Я не врал Кириллу, действительно, так и было. У меня даже были многолетние поклонники, я принимал их ухаживания со смешком, но чем-то их внимание мне было приятно, порой я даже позволял себе сходить с ними в ресторан, а иной раз, шутки, и какого-то раздражения ради, позволял им меня поцеловать, но я никогда не ебался с ними. Среди простых людей однополая любовь считалась нечистой, грязной. В моей стране педерасты очень несчастны, и их, если захотят, могут подстеречь, и за противоестественную, по мнению советского закона, любовь, могут посадить в тюрьму. Я знал пианиста, который сидел два года за педерастию, сейчас сидит кинорежиссер Параджанов. Но это – простые люди, власти, закон, я-то был поэт, и я упивался «Александрийскими песнями» и другими стихами Михаила Кузмина, где воспевался мужчина-любовник, и где говорилось о мужской любви.
Самым моим настойчивым поклонником был рыжий певец из ресторана «Театральный» Авдеев. Ресторан находился прямо против окон моей квартиры. Всякий вечер, если я был дома, я мог слышать его голосочек, распевавший «Бедное сердце мамы» и другие полублатные песни. Ресторанчик был небольшой, грязненький, сидели там ежевечерне почти исключительно свои. Среди завсегдатаев его были воры, цыгане с окраин нашего Харькова, и еще какие-то темные личности. Я слышал голос моего певца летом громко, в натуральную величину, зимой – приглушенный закрытыми окнами.
Я тогда только перебрался жить к Анне – седой красивой еврейской женщине, и мы жили вместе как муж и жена, у меня было счастливое время, хорошо шли стихи, я жил весело, много пил, у меня был хороший кофейного цвета английский костюм, доставшийся мне не совсем честным путем, я много гулял и фланировал по главной улице нашего города вместе с моим другом – красавчиком Геннадием, Геночкой, сыном директора крупнейшего в нашем городе ресторана.
Гена был сплошной восторг. Бездельник, свое призвание он видел в кутежах и гулянках, но роскошных. Как ни странно, он почти равнодушно относился к женщинам. Даже встречу с позднее появившейся Ноной, которую он, казалось бы, любил, он мог променять на поездку вместе со мной в загородный ресторанчик, который мы называли Монте-Карло, и где роскошно готовили цыплят-табака. Дружба с Геной продолжалась несколько лет, пока я не уехал в Москву. Я и Гена были шалопаистые ребята, вроде феллиниевских ребят из провинциального города.

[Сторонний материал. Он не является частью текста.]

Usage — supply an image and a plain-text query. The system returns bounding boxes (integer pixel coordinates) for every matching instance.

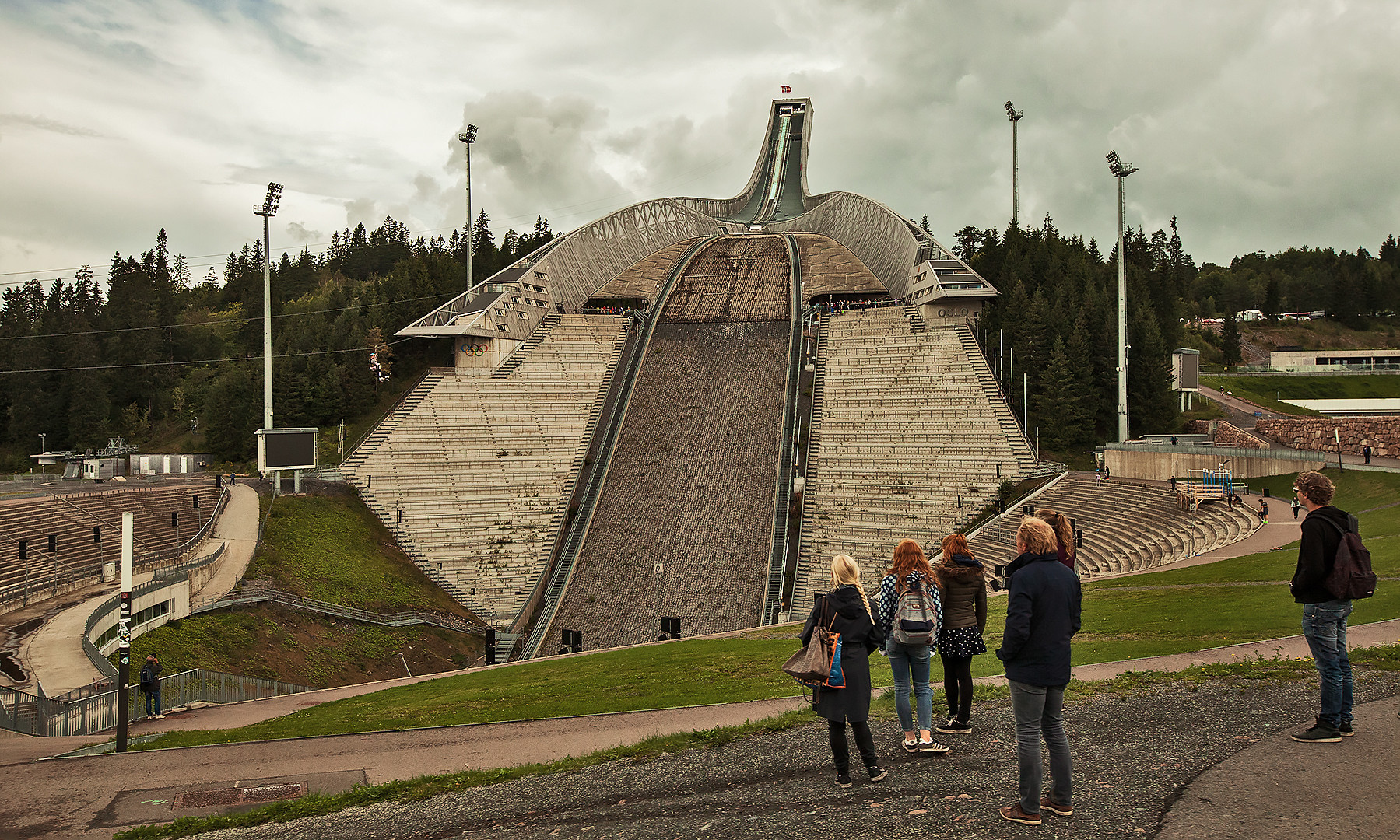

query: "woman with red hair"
[935,534,987,733]
[879,539,948,753]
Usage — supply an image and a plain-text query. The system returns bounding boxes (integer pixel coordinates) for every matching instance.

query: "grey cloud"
[0,114,107,137]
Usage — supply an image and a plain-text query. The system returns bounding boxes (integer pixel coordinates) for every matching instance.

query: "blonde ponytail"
[832,555,875,625]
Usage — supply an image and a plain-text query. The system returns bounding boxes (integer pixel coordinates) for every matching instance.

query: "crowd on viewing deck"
[799,472,1376,824]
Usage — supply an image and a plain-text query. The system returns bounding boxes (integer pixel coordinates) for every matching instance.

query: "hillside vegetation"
[132,481,482,688]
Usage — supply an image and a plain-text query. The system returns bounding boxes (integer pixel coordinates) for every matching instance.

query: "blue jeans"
[1006,681,1072,814]
[885,639,934,732]
[1304,600,1353,728]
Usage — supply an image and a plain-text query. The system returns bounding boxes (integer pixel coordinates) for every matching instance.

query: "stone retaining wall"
[1256,417,1400,458]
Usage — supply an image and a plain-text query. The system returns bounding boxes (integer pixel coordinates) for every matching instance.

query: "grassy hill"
[132,481,482,688]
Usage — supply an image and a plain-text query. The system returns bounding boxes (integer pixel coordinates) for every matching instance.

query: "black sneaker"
[1292,721,1341,744]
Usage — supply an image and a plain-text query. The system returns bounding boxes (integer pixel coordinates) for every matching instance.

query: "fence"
[0,668,315,738]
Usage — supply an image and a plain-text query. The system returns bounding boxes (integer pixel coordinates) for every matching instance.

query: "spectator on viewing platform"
[997,516,1081,826]
[1036,508,1074,570]
[801,555,888,787]
[934,534,987,735]
[140,654,165,719]
[1288,472,1354,744]
[879,539,948,752]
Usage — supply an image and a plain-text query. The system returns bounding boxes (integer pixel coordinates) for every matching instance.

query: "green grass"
[244,494,463,614]
[114,646,1400,840]
[1202,375,1400,417]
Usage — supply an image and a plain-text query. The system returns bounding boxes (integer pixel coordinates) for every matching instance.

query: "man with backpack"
[142,654,165,719]
[1289,472,1375,744]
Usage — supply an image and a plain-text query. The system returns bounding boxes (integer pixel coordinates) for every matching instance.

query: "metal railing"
[0,668,315,738]
[759,234,805,625]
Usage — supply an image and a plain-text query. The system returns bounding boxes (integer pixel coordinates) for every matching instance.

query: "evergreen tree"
[1221,312,1244,364]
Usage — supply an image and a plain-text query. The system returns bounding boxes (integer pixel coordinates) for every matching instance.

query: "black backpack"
[1323,514,1376,600]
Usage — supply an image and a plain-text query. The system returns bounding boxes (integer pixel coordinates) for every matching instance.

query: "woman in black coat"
[802,555,886,787]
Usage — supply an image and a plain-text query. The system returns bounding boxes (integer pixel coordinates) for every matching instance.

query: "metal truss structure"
[398,100,997,340]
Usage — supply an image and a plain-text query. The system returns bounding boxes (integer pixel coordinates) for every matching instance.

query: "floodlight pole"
[116,514,136,752]
[1006,100,1026,227]
[456,124,476,289]
[254,182,282,429]
[1107,151,1137,444]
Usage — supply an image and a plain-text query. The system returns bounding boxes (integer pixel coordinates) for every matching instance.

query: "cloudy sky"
[0,0,1400,292]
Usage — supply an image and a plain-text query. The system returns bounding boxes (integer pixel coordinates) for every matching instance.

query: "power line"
[0,291,461,341]
[0,156,734,287]
[0,336,416,375]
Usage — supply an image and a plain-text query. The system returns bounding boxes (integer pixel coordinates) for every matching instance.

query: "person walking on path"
[801,555,889,787]
[879,539,948,753]
[1288,472,1355,744]
[934,534,987,735]
[142,654,165,719]
[997,516,1081,826]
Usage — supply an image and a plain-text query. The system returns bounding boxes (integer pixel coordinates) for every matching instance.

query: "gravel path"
[202,669,1400,840]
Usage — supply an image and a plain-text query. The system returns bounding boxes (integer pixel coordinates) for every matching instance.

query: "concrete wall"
[88,578,189,656]
[1254,417,1400,458]
[1104,448,1325,481]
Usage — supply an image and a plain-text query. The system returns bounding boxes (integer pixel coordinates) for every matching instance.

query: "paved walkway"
[17,485,259,696]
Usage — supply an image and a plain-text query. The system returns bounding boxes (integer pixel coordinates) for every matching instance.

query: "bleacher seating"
[342,315,626,625]
[791,306,1033,604]
[0,483,221,604]
[542,236,791,654]
[970,474,1260,577]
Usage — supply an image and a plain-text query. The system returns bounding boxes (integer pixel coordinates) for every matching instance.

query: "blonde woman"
[802,555,888,788]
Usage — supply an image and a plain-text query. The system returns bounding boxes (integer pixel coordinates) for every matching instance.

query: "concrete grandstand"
[343,100,1237,656]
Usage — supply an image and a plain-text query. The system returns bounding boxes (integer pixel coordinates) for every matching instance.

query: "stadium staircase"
[791,306,1036,604]
[969,474,1260,577]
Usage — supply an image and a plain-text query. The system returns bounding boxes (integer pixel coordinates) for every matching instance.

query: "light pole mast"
[456,124,476,289]
[1006,100,1026,227]
[1107,151,1137,444]
[254,182,282,429]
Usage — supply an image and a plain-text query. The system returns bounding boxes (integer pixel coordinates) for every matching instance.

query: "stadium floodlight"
[1104,151,1137,444]
[1006,100,1026,227]
[254,182,282,429]
[456,123,476,289]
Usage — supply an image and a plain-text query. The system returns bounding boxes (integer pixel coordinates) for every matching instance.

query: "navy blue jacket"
[997,551,1081,686]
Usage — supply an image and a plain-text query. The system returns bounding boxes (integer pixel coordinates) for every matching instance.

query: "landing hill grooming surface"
[554,236,791,648]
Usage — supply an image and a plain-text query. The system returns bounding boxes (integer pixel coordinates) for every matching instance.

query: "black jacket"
[801,586,885,723]
[997,551,1081,686]
[1288,504,1351,604]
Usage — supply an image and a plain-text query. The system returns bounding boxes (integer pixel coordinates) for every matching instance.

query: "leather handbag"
[783,602,840,686]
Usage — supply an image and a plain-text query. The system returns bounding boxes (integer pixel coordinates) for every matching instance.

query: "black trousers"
[826,721,879,773]
[939,654,972,724]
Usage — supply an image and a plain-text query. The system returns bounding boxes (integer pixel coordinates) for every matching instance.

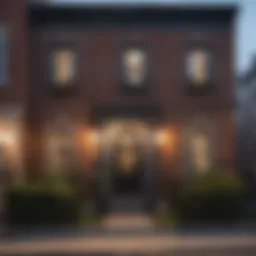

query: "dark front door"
[113,162,143,196]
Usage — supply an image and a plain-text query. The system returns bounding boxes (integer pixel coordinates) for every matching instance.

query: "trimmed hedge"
[170,172,246,224]
[6,183,81,226]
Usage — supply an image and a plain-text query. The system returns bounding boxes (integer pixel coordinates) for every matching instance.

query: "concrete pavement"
[0,234,256,256]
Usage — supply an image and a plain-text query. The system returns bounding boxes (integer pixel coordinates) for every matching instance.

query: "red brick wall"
[30,25,235,182]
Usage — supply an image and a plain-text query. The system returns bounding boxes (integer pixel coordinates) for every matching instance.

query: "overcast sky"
[39,0,256,73]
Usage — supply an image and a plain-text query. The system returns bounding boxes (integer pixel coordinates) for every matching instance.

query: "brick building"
[0,0,236,212]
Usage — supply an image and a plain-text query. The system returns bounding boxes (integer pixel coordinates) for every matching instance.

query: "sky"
[37,0,256,74]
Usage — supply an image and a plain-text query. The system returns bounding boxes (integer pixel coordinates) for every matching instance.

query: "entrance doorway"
[96,119,156,212]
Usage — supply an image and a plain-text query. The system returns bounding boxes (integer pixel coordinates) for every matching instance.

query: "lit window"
[191,133,211,173]
[51,49,77,88]
[186,49,211,87]
[0,27,8,85]
[122,47,147,88]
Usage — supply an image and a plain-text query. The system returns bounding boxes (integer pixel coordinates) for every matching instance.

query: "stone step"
[103,213,154,230]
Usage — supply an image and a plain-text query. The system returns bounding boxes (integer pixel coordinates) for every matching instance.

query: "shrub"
[6,183,80,226]
[171,172,246,223]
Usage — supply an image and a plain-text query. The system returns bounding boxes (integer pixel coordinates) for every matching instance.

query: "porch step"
[111,197,143,214]
[103,213,154,231]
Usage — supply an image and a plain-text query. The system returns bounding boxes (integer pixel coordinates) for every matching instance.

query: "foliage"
[5,181,81,226]
[170,172,246,223]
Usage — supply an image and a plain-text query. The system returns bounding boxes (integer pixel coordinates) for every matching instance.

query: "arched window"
[183,118,216,174]
[121,43,149,90]
[185,44,214,91]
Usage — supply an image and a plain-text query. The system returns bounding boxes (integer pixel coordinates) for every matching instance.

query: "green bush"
[170,172,246,223]
[6,182,81,226]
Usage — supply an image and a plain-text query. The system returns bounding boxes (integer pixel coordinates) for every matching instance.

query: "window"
[121,44,148,89]
[186,45,213,89]
[190,132,211,173]
[50,47,78,89]
[0,27,8,85]
[183,116,218,176]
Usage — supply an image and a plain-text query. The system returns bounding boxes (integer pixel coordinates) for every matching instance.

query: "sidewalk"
[0,234,256,255]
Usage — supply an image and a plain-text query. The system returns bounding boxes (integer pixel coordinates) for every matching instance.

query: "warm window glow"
[191,133,210,172]
[187,49,210,86]
[123,49,147,86]
[52,50,76,86]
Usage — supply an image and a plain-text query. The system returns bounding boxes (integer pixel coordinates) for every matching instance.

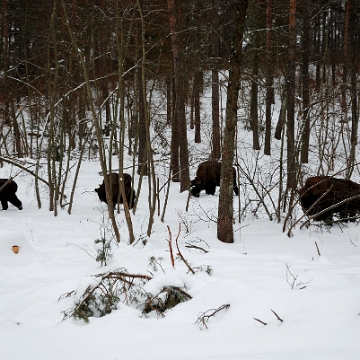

Отношения с Геной, думаю, были одной из граней моей врожденной гомосексуальности, – ради встреч с ним я убегал от жены и тещи, прыгал со второго этажа. Я его очень любил, хотя мы даже не обнимались. Я весь был, как сейчас вижу, запутан в гомосексуальные связи, но только не понимал этого. Когда я прощался с Геной на углу нашей главной улицы – Сумской, в самом начале которой я жил, и ресторанчик «Театральный» тоже там находился – из ресторана выходил Авдеев, под глазами у него было темно, слегка подкрашенные губы блестели, он подходил, и глухим, томным голосом говорил «Добрый вечер!», иногда для этого ему нужно было перейти через улицу. По-моему, ради этого «Добрый вечер!» он даже прерывал свои песни, то есть бросался ко мне прямо с эстрады. Через большие окна ему хорошо было видно улицу. Часто я бывал очень пьян, и, по воспоминаниям ребят, Авдеев иногда помогал мне дойти до моего дома, войти в подъезд и вступить на первую ступеньку, ведущую вверх.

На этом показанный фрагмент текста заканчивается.